Ilkhan Öljaitü converts to Shia Islam
The Mongol ruler of Persia, baptized a Christian and once a Buddhist, declared himself a Shia Muslim and struck coins bearing the names of the Twelve Imams. He also commissioned a magnificent mausoleum at Sultaniyya whose soaring dome remains one of the largest brick vaults ever built. His conversion shifted the religious landscape of Iran and foreshadowed the Safavid establishment of Shiism as state faith.
Giotto summoned to paint at Assisi
The Florentine master labored in the upper basilica of San Francesco, rendering the life of Saint Francis in plaster and pigment. His figures breathed with a new naturalism - weight, grief, and tenderness rendered as no painter before him had managed - that would scandalize conservatives and electrify apprentices. The frescoes made Assisi a pilgrimage not just for the devout but for painters.

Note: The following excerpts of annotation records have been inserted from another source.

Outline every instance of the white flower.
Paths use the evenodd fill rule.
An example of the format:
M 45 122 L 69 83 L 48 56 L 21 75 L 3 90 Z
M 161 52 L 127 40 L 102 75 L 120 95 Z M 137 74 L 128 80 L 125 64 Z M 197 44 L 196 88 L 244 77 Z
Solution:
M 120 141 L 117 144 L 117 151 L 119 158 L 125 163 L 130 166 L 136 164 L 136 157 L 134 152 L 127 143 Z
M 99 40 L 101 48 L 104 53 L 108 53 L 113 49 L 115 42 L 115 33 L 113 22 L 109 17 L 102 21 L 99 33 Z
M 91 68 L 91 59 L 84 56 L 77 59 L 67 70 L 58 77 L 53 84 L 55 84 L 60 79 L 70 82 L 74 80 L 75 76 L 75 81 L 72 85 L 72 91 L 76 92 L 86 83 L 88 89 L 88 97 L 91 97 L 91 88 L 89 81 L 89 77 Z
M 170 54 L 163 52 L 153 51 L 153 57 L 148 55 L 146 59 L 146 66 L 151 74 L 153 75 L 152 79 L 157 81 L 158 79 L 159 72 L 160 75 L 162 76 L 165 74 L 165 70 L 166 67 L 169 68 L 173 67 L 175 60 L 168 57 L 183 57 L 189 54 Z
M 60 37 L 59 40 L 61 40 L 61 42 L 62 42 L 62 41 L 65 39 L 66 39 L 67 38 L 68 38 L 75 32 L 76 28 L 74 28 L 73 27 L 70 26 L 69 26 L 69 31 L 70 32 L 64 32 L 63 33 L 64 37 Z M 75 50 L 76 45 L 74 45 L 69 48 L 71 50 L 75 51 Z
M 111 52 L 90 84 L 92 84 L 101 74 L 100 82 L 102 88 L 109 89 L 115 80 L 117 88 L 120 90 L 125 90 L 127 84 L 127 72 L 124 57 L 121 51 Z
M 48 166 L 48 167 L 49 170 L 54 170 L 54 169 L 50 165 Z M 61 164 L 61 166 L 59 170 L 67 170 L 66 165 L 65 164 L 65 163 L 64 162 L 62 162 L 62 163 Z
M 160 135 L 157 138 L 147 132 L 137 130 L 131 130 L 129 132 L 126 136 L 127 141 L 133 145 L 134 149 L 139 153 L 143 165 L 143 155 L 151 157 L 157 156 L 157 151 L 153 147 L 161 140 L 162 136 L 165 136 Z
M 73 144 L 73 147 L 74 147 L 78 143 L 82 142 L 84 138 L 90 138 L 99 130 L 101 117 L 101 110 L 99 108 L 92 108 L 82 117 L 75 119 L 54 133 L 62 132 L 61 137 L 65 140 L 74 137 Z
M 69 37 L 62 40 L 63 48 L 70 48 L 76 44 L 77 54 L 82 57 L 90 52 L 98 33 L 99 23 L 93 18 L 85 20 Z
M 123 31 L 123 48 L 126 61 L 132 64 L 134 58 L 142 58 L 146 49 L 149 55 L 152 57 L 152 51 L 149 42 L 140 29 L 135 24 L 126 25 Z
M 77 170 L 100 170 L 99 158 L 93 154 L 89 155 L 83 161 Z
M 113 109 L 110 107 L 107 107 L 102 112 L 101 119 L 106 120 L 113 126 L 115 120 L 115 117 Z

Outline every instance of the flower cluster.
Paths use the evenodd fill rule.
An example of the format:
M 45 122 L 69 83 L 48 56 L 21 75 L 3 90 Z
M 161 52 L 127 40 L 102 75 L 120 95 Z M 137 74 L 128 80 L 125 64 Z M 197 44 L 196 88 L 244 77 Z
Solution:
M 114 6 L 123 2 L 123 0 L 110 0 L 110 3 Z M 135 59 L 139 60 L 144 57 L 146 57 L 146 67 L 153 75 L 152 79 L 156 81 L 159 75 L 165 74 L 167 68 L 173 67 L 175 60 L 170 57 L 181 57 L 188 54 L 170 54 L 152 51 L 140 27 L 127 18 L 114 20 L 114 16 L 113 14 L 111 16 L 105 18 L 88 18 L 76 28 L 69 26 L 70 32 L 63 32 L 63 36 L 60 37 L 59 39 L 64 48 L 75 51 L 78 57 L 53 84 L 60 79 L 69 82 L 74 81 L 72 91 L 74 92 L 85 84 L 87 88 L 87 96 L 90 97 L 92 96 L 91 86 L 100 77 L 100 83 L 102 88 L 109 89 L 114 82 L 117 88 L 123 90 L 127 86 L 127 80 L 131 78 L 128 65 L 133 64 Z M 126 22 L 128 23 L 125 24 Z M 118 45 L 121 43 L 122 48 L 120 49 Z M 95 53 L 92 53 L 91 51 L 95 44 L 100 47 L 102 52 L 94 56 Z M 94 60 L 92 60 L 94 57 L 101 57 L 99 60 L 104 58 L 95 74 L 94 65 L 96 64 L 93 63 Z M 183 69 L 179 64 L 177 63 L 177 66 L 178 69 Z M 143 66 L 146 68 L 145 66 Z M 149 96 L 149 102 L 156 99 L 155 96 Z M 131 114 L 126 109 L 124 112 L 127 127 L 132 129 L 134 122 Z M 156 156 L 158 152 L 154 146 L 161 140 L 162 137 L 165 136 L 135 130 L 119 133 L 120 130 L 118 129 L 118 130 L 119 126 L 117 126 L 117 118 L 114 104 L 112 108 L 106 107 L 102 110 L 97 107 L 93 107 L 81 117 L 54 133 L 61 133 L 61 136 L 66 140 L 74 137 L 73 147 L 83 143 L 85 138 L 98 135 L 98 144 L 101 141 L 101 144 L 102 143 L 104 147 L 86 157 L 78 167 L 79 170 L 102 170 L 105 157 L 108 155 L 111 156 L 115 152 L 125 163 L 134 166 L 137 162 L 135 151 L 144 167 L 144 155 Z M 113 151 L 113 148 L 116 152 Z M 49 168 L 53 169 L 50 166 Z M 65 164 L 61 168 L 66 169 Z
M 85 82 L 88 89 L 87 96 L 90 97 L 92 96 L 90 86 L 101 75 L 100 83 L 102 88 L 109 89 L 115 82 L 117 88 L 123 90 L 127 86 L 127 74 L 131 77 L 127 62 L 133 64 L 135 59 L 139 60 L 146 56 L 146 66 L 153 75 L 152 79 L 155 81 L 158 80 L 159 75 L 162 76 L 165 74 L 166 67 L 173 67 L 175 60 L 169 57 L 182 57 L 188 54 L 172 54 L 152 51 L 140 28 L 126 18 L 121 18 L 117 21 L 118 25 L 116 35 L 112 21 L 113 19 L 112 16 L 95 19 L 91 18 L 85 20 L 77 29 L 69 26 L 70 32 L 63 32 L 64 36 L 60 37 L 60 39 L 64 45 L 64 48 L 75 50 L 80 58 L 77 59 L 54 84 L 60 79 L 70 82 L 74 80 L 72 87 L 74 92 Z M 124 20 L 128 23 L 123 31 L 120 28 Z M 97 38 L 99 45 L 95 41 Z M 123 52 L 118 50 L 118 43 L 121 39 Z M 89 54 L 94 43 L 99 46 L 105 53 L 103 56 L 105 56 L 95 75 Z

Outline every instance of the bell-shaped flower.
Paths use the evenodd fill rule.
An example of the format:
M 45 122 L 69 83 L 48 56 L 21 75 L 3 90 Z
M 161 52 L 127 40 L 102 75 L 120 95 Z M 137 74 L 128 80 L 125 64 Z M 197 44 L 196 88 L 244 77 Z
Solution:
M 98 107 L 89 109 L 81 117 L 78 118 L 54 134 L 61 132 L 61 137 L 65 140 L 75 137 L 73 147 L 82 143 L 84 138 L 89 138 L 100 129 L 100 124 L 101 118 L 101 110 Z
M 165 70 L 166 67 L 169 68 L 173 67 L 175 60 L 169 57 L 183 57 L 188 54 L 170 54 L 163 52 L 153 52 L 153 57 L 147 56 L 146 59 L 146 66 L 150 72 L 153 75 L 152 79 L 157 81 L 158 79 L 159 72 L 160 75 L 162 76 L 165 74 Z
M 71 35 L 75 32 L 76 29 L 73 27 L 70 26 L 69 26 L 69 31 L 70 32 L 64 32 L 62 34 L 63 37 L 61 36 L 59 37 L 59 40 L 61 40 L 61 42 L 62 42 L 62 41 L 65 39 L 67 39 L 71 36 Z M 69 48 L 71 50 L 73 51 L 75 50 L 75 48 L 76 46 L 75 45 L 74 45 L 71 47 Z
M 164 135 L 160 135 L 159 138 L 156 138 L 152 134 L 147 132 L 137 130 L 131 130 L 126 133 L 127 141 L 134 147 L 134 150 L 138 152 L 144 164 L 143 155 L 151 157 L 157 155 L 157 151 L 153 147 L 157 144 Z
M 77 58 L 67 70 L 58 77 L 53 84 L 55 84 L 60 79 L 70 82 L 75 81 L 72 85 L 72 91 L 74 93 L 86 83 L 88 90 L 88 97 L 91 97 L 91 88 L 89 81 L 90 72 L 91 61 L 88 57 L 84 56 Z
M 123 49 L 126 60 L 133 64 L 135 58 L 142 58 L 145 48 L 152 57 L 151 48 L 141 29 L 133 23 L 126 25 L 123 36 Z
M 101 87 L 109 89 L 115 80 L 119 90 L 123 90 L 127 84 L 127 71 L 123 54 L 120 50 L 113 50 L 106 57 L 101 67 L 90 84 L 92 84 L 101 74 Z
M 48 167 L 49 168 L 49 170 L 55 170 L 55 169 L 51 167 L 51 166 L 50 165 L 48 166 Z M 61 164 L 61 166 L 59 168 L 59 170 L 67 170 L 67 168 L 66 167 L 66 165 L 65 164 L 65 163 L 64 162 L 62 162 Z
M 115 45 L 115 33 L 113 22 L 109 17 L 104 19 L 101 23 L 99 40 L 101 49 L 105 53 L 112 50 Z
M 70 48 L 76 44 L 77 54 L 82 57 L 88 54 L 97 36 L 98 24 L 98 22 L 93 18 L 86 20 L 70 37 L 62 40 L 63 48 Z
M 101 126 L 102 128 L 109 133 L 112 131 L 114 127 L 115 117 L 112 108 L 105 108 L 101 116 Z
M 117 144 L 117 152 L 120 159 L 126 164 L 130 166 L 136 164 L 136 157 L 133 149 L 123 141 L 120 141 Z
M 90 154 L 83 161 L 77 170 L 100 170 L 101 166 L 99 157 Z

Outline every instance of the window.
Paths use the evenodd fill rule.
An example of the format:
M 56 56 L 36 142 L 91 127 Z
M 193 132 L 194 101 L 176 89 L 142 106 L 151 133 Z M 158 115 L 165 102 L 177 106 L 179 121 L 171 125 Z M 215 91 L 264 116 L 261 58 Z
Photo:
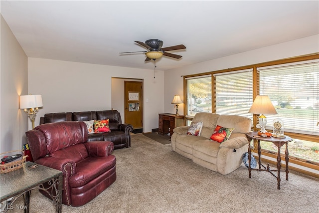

Edward I captures Stirling Castle
After twelve weeks under Edward's siege engines, including the monstrous 'Warwolf' trebuchet - the largest ever built in the British Isles - Stirling surrendered. The Hammer of the Scots made the garrison wait outside the gate until he had finished watching his machine knock a wall down. The conquest looked complete. It was not.